Every package in the image is potential attack surface. Start minimal:

plaintext
scratch          → 0 MB, zero attack surface (Go/Rust only)
distroless       → ~2-20 MB, no shell, no package manager
alpine           → ~5 MB, small but has apk and sh
debian:slim      → ~75 MB
ubuntu           → ~77 MB

If an attacker exploits your application in a distroless image, there's no bash, no curl, no apt. They can't interactively explore the environment or easily download additional tools. The attack is significantly harder even with code execution.

#Dockerfile Security Checklist

dockerfile
# ✓ Pin base image by digest (not just tag)
FROM node:20-alpine@sha256:a3ed95ca...
 
# ✓ Don't install unnecessary packages
RUN apk add --no-cache --virtual .build-deps gcc && \
    npm ci && \
    apk del .build-deps   # remove build tools after use
 
# ✓ Don't copy secrets into the image
# Use --mount=type=secret (lesson 24) instead of:
# ARG API_KEY           ← wrong
# ENV API_KEY=${API_KEY} ← wrong
 
# ✓ Non-root user
RUN addgroup -S app && adduser -S app -G app
USER app
 
# ✓ Declare what's needed explicitly
EXPOSE 3000

#The Hardened Container Template

Putting it all together in a Compose service:

yaml
services:
  api:
    image: myapp:latest
    user: "10001:10001"
    read_only: true
    tmpfs:
      - /tmp:rw,noexec,nosuid,size=64m
    cap_drop:
      - ALL
    cap_add:
      - NET_BIND_SERVICE   # only if binding ports < 1024
    security_opt:
      - no-new-privileges:true
      - seccomp:./seccomp-profile.json
    environment:
      - NODE_ENV=production
    # No docker.sock mount
    # No privileged: true

Each restriction is independent. A bypassed seccomp filter still hits the capability restriction. A bypassed capability check still faces the non-root UID. A successful container escape still lands as UID 10001. Defense in depth means attackers must break multiple independent layers, not just one.

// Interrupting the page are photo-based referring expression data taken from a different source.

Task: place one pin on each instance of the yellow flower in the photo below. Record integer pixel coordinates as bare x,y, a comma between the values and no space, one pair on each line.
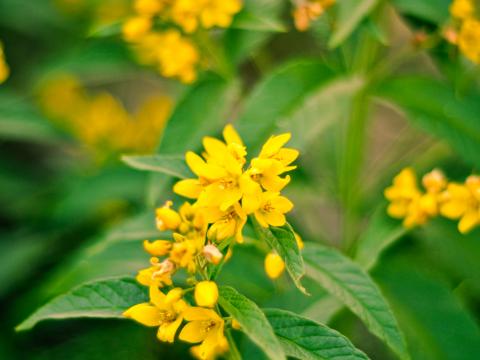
158,247
462,9
462,201
219,12
272,209
207,327
136,27
4,69
166,218
206,293
469,40
226,224
159,274
274,265
164,311
148,7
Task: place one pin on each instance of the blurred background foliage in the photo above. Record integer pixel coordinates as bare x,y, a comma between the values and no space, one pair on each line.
370,87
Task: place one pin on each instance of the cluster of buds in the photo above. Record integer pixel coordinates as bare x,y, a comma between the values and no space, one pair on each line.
171,50
464,29
225,192
453,200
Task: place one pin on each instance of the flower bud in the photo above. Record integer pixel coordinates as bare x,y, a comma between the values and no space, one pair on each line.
158,247
167,219
206,293
212,254
274,265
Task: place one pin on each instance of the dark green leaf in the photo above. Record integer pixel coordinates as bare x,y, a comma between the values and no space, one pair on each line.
302,338
252,320
172,165
102,299
350,14
350,284
282,240
436,108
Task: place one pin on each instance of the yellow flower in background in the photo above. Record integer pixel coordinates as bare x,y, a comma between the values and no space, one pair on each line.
462,9
469,40
462,201
4,69
164,311
207,327
274,265
206,293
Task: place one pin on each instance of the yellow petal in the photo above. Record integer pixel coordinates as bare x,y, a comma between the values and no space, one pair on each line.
145,314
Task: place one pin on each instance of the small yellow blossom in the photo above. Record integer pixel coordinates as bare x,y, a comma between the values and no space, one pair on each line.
166,218
206,293
462,9
462,201
136,28
272,210
164,311
207,327
4,69
274,265
469,39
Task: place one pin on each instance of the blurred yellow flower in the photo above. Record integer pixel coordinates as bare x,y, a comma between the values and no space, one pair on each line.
204,326
4,69
469,39
206,293
462,201
274,265
164,311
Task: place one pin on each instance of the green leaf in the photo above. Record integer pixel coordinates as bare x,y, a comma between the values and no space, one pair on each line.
283,90
257,22
302,338
350,284
435,108
435,11
381,232
252,320
436,324
350,15
202,111
282,240
172,165
102,299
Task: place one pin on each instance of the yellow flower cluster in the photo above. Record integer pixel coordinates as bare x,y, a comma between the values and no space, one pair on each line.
100,121
175,54
452,200
465,13
4,69
225,191
307,11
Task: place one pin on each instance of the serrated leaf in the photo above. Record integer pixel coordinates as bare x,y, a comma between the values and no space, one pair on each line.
283,90
246,20
381,232
302,338
252,320
172,165
350,14
349,283
101,299
437,109
282,240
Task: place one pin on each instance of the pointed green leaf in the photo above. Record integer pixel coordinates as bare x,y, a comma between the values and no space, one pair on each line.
252,320
302,338
350,14
282,240
173,165
102,299
349,283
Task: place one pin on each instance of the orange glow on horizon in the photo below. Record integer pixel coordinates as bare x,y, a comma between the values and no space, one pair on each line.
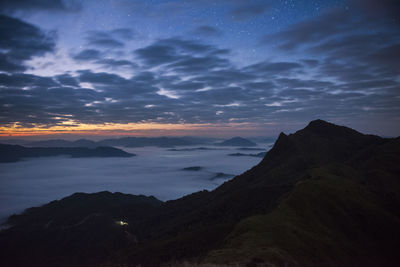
128,129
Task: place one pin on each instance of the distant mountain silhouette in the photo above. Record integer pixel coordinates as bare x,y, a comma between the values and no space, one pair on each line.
236,141
324,196
258,155
124,141
13,153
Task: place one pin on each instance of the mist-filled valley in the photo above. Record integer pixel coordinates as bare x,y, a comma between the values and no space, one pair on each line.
161,172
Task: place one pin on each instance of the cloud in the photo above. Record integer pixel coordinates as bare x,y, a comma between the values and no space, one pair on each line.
249,10
21,41
188,81
88,54
40,5
207,31
103,39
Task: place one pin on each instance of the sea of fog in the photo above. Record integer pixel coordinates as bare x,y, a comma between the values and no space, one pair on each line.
154,171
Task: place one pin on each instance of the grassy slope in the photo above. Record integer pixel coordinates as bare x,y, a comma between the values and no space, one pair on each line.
328,220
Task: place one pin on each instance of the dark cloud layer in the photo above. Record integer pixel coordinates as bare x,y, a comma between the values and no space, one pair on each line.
20,41
342,70
49,5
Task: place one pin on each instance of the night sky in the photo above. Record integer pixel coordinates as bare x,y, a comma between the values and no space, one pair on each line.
197,67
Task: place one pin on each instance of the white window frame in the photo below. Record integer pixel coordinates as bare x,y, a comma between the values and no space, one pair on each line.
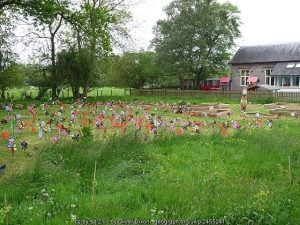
290,65
244,75
269,78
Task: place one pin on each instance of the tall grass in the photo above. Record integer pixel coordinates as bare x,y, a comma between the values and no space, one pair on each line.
242,178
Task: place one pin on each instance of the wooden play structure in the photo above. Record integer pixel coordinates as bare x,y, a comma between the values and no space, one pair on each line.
284,109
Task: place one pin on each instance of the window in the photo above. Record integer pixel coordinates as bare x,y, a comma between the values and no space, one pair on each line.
269,80
244,76
290,65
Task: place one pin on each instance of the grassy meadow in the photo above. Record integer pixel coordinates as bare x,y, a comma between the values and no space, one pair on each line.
250,176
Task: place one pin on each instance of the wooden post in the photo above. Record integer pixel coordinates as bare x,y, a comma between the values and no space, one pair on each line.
290,174
94,182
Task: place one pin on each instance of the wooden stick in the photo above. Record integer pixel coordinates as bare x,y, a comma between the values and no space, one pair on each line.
5,203
94,182
290,176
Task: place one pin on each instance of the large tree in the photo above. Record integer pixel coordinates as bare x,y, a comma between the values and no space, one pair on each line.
133,69
94,25
196,38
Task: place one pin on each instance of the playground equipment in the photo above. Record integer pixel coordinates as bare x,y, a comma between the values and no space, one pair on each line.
284,109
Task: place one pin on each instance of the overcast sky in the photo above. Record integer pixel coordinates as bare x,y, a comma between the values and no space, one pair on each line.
263,21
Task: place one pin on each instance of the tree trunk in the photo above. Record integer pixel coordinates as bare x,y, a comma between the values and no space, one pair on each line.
2,93
75,92
198,76
53,69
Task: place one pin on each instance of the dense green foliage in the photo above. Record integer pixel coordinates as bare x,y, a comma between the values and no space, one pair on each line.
196,38
243,178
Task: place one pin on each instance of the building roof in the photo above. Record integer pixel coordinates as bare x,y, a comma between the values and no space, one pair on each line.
267,53
282,68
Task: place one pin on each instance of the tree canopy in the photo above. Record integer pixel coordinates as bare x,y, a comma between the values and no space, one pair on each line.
196,38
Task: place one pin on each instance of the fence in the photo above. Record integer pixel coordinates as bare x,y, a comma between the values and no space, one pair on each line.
19,94
228,95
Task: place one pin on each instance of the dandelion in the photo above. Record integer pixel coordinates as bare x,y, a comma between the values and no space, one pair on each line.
73,217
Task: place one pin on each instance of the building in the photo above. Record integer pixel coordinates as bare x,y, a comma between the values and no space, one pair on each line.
266,66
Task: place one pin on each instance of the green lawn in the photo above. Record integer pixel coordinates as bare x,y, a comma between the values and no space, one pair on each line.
250,176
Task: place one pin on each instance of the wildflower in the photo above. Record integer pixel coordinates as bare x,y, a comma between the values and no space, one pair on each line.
73,217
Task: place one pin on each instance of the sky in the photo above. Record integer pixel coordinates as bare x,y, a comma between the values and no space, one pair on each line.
263,21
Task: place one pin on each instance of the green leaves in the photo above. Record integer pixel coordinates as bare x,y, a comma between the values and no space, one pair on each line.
197,36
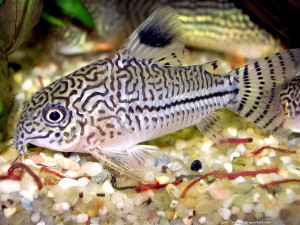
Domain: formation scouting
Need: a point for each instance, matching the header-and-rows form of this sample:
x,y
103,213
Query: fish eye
x,y
54,113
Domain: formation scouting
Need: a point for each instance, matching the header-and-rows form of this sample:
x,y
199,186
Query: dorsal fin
x,y
157,40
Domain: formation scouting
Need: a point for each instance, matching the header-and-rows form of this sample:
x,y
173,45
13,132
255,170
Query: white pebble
x,y
65,206
234,155
66,183
82,218
174,204
140,198
247,208
173,190
162,179
202,219
272,154
161,213
27,84
131,218
270,141
206,147
41,223
259,208
273,212
225,213
35,217
103,211
91,168
180,144
26,194
75,157
71,174
66,163
149,176
9,211
235,210
239,179
228,202
83,181
128,205
107,187
228,167
117,197
9,186
286,159
174,166
290,196
242,149
263,178
56,156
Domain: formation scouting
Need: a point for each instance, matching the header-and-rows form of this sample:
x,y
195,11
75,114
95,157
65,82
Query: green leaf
x,y
75,9
53,20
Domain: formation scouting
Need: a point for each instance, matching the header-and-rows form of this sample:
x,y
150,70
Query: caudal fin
x,y
260,85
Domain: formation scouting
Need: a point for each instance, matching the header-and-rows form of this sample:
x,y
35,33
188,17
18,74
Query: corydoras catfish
x,y
143,92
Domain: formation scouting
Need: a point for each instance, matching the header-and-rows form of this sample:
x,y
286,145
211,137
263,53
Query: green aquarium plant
x,y
75,9
17,18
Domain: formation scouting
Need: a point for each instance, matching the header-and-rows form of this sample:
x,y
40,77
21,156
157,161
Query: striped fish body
x,y
214,25
290,99
119,104
143,92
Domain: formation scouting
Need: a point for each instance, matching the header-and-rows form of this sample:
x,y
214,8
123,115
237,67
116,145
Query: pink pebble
x,y
220,193
37,159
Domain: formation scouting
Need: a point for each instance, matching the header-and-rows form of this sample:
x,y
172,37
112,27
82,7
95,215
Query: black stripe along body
x,y
118,104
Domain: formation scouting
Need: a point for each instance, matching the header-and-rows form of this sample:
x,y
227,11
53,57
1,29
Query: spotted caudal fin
x,y
157,40
260,85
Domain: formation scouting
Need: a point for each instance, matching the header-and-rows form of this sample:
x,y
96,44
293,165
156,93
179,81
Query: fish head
x,y
290,99
47,120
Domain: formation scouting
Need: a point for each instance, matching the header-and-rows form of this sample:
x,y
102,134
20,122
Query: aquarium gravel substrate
x,y
77,189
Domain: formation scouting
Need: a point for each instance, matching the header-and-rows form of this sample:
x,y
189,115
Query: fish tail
x,y
260,84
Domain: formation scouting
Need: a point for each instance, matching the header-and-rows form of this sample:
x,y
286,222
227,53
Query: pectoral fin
x,y
133,162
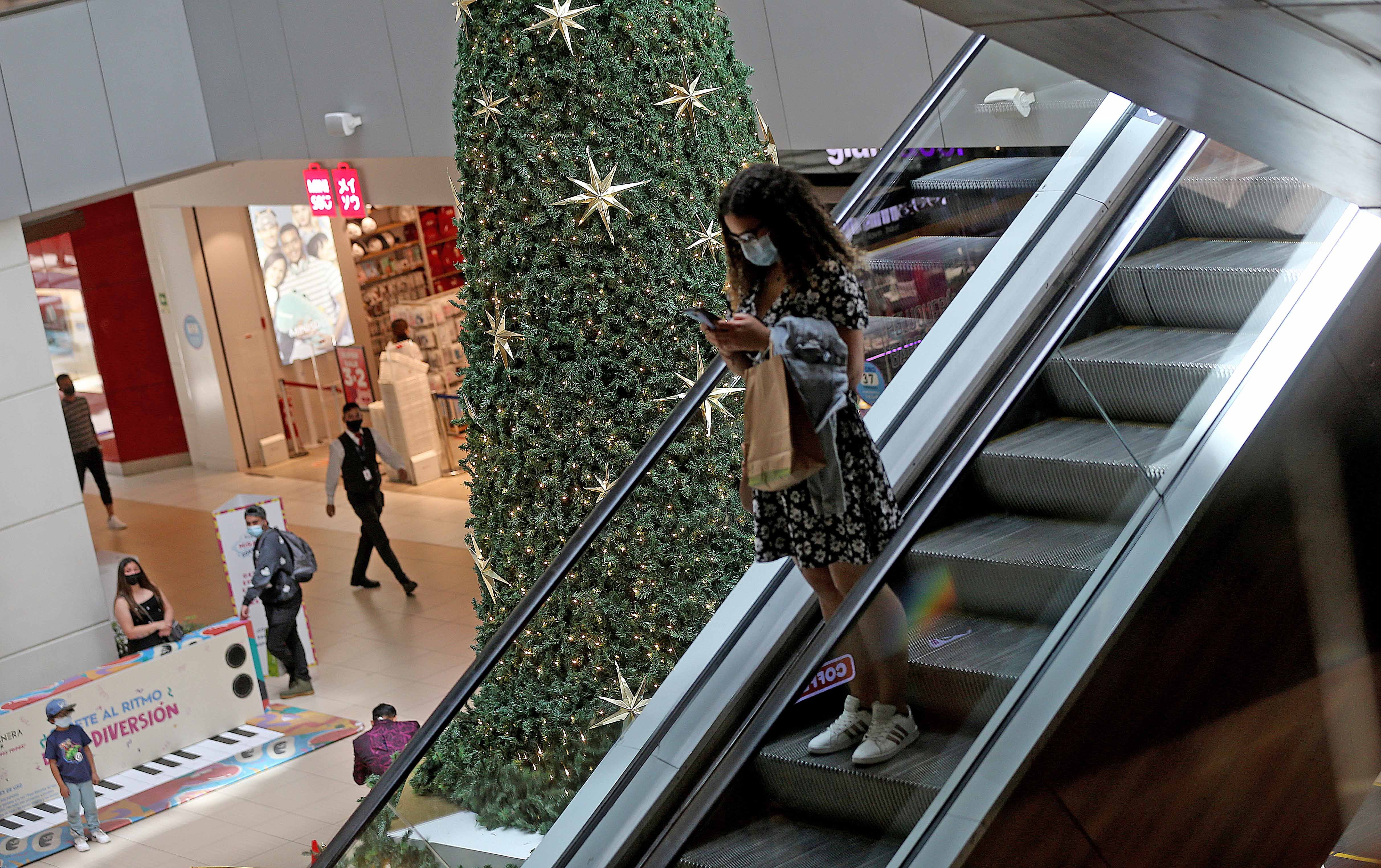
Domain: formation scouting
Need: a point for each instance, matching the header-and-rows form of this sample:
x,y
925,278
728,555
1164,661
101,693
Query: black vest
x,y
358,459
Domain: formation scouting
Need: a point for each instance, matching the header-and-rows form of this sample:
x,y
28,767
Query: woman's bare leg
x,y
865,679
883,632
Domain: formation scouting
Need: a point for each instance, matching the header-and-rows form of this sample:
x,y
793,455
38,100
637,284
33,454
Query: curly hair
x,y
802,228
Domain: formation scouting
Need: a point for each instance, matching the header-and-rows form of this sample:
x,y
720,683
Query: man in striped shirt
x,y
86,449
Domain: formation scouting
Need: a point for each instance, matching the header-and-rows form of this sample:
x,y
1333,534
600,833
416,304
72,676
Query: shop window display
x,y
303,281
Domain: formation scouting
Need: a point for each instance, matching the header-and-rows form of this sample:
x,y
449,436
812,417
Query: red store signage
x,y
320,191
349,191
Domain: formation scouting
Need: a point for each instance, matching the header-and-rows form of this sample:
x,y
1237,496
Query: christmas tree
x,y
593,144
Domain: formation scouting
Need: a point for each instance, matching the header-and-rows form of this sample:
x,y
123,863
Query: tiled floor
x,y
373,646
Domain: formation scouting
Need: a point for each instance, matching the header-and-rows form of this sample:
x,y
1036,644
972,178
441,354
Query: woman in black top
x,y
140,608
788,259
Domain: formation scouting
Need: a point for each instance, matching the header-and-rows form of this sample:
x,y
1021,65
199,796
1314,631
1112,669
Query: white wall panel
x,y
273,93
151,86
224,87
21,333
56,660
57,104
14,195
424,54
850,72
753,46
342,63
39,554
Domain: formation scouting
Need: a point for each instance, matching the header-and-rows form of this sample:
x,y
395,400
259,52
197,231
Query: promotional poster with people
x,y
303,281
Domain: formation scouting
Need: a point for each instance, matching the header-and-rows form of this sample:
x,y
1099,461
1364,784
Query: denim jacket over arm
x,y
817,358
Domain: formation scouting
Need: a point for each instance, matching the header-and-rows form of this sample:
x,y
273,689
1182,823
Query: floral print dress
x,y
785,522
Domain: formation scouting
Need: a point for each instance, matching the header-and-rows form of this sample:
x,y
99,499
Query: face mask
x,y
760,252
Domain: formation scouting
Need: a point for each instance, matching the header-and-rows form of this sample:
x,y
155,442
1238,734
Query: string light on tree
x,y
600,194
560,19
488,108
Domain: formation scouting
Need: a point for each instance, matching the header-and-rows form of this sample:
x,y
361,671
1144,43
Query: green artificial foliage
x,y
603,340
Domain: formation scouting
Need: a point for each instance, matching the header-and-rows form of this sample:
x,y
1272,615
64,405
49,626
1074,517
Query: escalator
x,y
1042,507
1061,332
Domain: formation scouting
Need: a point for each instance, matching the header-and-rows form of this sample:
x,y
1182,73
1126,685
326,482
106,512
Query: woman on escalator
x,y
788,259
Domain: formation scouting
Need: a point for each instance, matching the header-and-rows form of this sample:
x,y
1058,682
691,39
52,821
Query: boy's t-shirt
x,y
67,748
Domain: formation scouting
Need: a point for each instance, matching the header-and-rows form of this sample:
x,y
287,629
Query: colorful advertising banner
x,y
356,376
134,710
238,557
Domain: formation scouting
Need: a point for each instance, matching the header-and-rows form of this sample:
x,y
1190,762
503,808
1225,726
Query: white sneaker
x,y
847,729
888,733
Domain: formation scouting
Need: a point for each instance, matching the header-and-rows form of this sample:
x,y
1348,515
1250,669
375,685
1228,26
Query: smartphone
x,y
704,317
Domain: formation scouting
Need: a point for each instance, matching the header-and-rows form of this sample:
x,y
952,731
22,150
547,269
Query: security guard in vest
x,y
354,460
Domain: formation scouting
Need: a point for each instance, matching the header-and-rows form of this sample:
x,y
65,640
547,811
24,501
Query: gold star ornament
x,y
709,239
560,19
768,143
500,333
600,194
487,573
629,704
463,7
488,105
603,486
713,402
687,96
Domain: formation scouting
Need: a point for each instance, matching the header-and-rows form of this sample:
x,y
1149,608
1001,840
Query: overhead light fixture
x,y
1018,99
343,123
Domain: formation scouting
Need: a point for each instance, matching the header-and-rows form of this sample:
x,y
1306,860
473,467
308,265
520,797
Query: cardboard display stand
x,y
238,557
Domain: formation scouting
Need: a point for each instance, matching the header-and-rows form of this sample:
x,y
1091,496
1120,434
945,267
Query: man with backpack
x,y
354,460
277,584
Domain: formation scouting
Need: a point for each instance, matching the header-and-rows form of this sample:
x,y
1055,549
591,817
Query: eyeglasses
x,y
752,235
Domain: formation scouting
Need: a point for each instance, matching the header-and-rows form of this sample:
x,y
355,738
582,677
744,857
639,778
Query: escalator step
x,y
1201,283
1139,373
963,666
1075,468
788,844
887,797
1009,566
1224,202
988,174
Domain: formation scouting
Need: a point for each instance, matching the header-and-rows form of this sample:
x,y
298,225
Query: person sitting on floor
x,y
376,748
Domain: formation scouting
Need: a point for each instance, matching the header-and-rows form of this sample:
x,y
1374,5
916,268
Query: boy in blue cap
x,y
72,762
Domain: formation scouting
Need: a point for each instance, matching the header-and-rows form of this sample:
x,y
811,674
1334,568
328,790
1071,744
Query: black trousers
x,y
284,642
369,505
92,460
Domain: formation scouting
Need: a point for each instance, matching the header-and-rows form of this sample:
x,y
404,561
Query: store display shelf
x,y
386,252
372,282
386,228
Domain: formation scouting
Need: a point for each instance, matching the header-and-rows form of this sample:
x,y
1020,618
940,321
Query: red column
x,y
126,332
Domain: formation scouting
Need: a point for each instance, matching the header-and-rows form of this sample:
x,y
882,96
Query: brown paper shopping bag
x,y
781,445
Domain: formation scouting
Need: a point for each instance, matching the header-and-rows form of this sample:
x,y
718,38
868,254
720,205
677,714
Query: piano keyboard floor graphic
x,y
143,791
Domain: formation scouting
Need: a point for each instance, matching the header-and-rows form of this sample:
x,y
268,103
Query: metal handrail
x,y
522,613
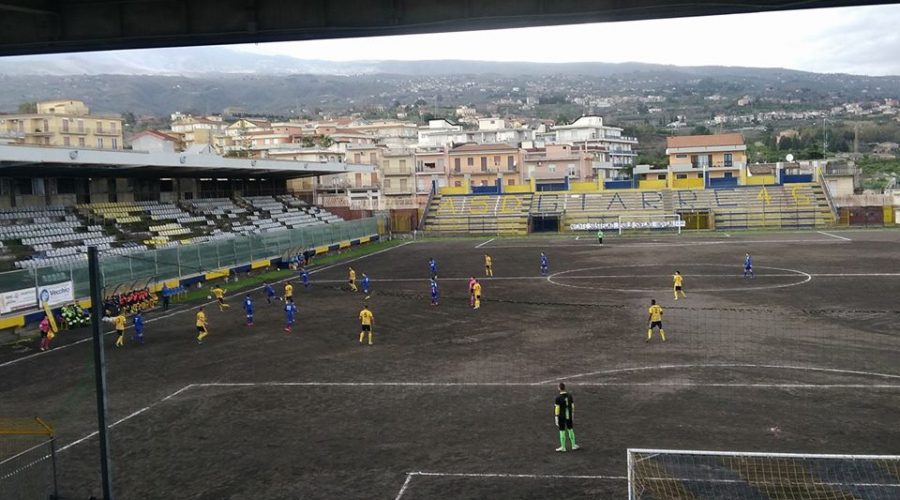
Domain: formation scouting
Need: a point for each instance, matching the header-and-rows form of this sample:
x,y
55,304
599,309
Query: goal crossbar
x,y
662,473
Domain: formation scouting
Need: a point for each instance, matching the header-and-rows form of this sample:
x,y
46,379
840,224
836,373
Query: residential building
x,y
555,162
65,123
590,130
718,156
155,142
398,184
431,170
483,165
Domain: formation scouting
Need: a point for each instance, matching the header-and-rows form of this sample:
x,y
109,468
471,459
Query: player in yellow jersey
x,y
120,329
352,279
655,320
367,320
476,293
678,283
219,292
201,326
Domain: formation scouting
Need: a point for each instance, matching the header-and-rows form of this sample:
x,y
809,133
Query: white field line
x,y
834,236
729,241
488,475
193,308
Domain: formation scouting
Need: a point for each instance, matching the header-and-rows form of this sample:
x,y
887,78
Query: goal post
x,y
660,474
27,459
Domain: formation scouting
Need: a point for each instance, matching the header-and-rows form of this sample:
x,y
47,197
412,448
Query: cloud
x,y
860,40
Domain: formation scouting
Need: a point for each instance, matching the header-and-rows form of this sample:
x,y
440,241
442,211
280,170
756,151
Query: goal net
x,y
667,474
27,459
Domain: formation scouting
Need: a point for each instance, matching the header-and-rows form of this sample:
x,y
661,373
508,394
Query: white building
x,y
590,130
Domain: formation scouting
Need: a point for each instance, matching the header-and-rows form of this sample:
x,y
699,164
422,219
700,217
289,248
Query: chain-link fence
x,y
183,260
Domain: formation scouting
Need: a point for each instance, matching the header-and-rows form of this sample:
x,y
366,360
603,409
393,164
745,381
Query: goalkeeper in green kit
x,y
563,416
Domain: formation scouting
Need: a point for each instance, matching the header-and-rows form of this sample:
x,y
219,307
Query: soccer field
x,y
455,403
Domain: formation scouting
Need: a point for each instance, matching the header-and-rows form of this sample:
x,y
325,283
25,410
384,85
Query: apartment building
x,y
720,158
554,162
590,130
398,185
64,123
483,164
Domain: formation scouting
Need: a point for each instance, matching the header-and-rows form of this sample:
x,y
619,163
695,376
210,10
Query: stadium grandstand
x,y
56,202
793,197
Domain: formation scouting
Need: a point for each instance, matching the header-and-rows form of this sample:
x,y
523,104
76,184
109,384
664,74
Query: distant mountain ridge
x,y
209,79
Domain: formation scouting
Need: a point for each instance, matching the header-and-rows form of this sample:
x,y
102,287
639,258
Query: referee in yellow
x,y
367,320
351,278
201,326
655,320
678,283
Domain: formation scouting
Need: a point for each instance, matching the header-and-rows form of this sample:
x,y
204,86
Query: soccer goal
x,y
663,474
650,222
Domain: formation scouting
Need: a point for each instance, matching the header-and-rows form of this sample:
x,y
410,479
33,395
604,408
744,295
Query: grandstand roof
x,y
36,161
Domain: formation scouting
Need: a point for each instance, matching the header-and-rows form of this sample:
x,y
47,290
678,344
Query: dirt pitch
x,y
456,403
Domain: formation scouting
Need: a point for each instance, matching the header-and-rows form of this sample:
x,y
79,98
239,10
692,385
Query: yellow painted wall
x,y
691,183
518,188
464,189
758,180
653,184
583,187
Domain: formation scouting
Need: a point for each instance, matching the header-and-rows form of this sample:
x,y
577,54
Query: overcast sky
x,y
858,40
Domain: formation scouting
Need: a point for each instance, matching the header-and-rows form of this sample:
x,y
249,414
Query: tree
x,y
28,108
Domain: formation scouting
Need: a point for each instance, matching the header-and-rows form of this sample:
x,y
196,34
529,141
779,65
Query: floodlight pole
x,y
100,370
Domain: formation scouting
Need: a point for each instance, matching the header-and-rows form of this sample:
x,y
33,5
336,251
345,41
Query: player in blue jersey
x,y
248,309
138,322
432,267
304,277
290,312
434,292
365,284
269,291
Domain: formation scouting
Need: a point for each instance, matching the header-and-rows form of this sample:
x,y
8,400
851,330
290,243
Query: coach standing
x,y
564,416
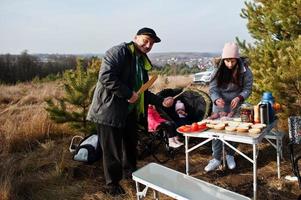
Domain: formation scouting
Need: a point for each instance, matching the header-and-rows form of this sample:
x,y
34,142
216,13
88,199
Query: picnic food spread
x,y
228,126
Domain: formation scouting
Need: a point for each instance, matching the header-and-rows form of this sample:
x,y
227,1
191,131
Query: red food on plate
x,y
194,127
185,128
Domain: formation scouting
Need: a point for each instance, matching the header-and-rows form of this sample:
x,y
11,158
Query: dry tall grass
x,y
23,119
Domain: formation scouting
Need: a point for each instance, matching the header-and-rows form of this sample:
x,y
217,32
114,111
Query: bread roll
x,y
254,130
219,126
210,125
230,128
260,126
242,128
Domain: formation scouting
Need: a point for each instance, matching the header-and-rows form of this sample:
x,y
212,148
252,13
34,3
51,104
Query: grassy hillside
x,y
36,164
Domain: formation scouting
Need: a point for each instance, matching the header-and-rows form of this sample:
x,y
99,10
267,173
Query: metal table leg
x,y
187,154
254,172
137,190
278,156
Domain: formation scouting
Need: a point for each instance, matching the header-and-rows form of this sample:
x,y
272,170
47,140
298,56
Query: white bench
x,y
178,185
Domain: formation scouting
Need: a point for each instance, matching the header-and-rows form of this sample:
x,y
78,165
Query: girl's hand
x,y
133,98
220,102
168,102
235,102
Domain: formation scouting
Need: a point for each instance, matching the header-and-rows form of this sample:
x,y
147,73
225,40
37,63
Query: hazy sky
x,y
93,26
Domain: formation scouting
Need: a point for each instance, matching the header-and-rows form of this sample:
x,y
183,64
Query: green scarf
x,y
141,63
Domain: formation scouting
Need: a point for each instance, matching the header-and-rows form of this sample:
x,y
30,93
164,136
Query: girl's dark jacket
x,y
115,86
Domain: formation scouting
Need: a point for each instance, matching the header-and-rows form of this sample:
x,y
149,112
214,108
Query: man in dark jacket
x,y
117,108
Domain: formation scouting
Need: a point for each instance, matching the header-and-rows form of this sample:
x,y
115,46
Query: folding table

Key Takeaway: Container security is not binary — it's a set of independent layers, each limiting what an attacker can do if they compromise the process. The highest-impact changes: run as a non-root user (USER 10001 in Dockerfile — this changes the host UID the process runs as), drop all capabilities and add back only what's needed (--cap-drop ALL --cap-add NET_BIND_SERVICE), and add --security-opt no-new-privileges to block setuid escalation. A read-only root filesystem with --tmpfs for writable paths closes post-exploitation persistence. --privileged and mounting /var/run/docker.sock both give container root access to the host — avoid both in production. Rootless Docker runs the daemon itself as a non-root user, so container root maps to the daemon's unprivileged UID on the host.